While this was indeed the main idea behind the Hurd design, it is rather
vague for the most part. We have the architecture which potentially
gives users more power, but we have very few actual use cases for
that...

One problem is that many things are possible in principle, but can't
actually be used without certain tools to expose the functionality.

Other things are possible with the existing tools, but almost no one
knows that the possibilities exist, or how to actually use them...

Hurd development over the past years has focused exclusively on trying
to catch up with other systems -- nothing has been done on features that
can actually showcase the *advantages* of the Hurd...

It's not sufficient to talk about possibilities the architecture is
supposed to offer.
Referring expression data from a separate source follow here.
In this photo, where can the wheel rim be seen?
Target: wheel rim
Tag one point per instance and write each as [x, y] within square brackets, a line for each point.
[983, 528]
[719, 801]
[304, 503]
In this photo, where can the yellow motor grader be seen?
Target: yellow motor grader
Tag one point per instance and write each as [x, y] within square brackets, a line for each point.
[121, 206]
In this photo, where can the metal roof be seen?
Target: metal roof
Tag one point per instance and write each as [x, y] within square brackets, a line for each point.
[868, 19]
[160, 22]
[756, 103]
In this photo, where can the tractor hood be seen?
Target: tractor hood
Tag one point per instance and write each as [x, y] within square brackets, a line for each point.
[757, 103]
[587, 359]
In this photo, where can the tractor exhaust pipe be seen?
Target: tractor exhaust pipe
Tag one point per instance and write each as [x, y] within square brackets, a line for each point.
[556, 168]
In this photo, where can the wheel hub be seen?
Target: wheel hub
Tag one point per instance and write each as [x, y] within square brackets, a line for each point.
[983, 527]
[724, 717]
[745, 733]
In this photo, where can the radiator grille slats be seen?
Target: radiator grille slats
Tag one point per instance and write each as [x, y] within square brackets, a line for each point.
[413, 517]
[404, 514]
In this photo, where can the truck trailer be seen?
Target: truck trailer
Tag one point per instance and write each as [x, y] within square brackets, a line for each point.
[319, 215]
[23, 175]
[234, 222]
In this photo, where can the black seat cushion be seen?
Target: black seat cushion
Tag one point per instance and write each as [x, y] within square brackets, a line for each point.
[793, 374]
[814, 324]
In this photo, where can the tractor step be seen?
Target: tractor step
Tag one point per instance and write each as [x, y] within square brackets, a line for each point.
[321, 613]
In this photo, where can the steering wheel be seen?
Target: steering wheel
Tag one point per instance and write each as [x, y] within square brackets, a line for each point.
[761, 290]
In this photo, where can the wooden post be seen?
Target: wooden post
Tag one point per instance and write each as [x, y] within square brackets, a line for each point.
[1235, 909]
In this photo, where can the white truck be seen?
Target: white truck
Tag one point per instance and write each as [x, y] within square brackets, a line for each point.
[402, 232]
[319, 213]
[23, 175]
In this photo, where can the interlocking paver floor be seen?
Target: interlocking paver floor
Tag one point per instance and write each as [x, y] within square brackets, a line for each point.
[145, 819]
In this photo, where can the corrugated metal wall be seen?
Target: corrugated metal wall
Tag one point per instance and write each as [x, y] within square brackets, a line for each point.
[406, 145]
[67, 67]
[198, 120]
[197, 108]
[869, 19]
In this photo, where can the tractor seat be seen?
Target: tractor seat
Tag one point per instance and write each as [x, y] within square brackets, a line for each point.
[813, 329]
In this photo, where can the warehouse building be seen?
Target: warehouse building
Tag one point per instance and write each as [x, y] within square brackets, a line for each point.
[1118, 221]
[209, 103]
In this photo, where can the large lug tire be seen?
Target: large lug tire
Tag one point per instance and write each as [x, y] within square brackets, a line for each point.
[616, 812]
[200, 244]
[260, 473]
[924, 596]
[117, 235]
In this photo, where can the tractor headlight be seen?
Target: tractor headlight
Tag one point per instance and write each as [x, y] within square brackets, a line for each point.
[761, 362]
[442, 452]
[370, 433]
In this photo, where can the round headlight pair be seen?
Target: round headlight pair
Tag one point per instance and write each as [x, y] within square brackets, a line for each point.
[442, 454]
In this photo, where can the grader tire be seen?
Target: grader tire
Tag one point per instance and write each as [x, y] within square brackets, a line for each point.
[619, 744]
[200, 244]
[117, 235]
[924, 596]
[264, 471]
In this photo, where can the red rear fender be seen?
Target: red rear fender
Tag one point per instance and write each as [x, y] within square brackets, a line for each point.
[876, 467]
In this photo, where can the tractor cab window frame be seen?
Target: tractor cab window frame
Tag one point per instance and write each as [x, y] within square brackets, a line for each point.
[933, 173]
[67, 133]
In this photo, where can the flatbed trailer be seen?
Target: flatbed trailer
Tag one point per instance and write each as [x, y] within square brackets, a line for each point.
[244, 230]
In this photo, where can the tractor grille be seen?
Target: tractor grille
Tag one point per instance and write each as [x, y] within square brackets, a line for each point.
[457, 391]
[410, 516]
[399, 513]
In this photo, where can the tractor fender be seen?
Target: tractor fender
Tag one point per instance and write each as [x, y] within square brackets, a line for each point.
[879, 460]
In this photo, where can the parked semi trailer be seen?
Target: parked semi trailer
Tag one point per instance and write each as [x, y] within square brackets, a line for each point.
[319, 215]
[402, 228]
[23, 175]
We need actual solutions for actual use cases -- with
tools, examples, documentation.

Coming up with use cases is tricky though. You can't really make them up
from nothing. It's somewhat of a chicken-and-egg problem: We need more
people with actual requirements that call for actual solutions. But we
won't get more people without presenting some nice use cases to get them
interested...

zhengda's GSoC project was very nice in this regard: He had a specific
use case; we discussed what will be necessary for that; and he
implemented the needed components. More of that is needed.

> arbitrary mounts,

We have to be more specific here -- there are several aspects to this.

For one, there is the ability to mount a filesystem when you have access
rights to the device, on a node you own, without an fstab entry. This is
nice, but I never really understood why this is not possible on Linux.
In fact, someone told us on IRC that it is possible on FreeBSD...

For standard filesystems, this is not very interesting anyways: Usually
you do not have access rights to the devices anyways. (At least on a
standard Debian installation... Maybe it is different with distributions
that give logged in users access to various devices automatically.)

It gets more interesting for virtual filesystems, as here indeed the
user usually has all necessary permissions. IIRC fusermount on Linux
allows mounting without fstab entries as well though, and the
filesystems interesting here are usually implemented with FUSE -- so no
distinctive feature here. Some FUSE modules (like sshfs) even come with
special scipts to ease this process.

Of course it's nice that we do not need different methods for mounting
standard filesystems and virtual filesystems, but instead can do all
with the same settrans command (or mount wrapper). This is not likely to
cause raptures, though...

A more serious difference is the ability to mount image files directly
-- on Linux, you need loop devices for that, which is not very elegant,
and more importantly can only be done by root.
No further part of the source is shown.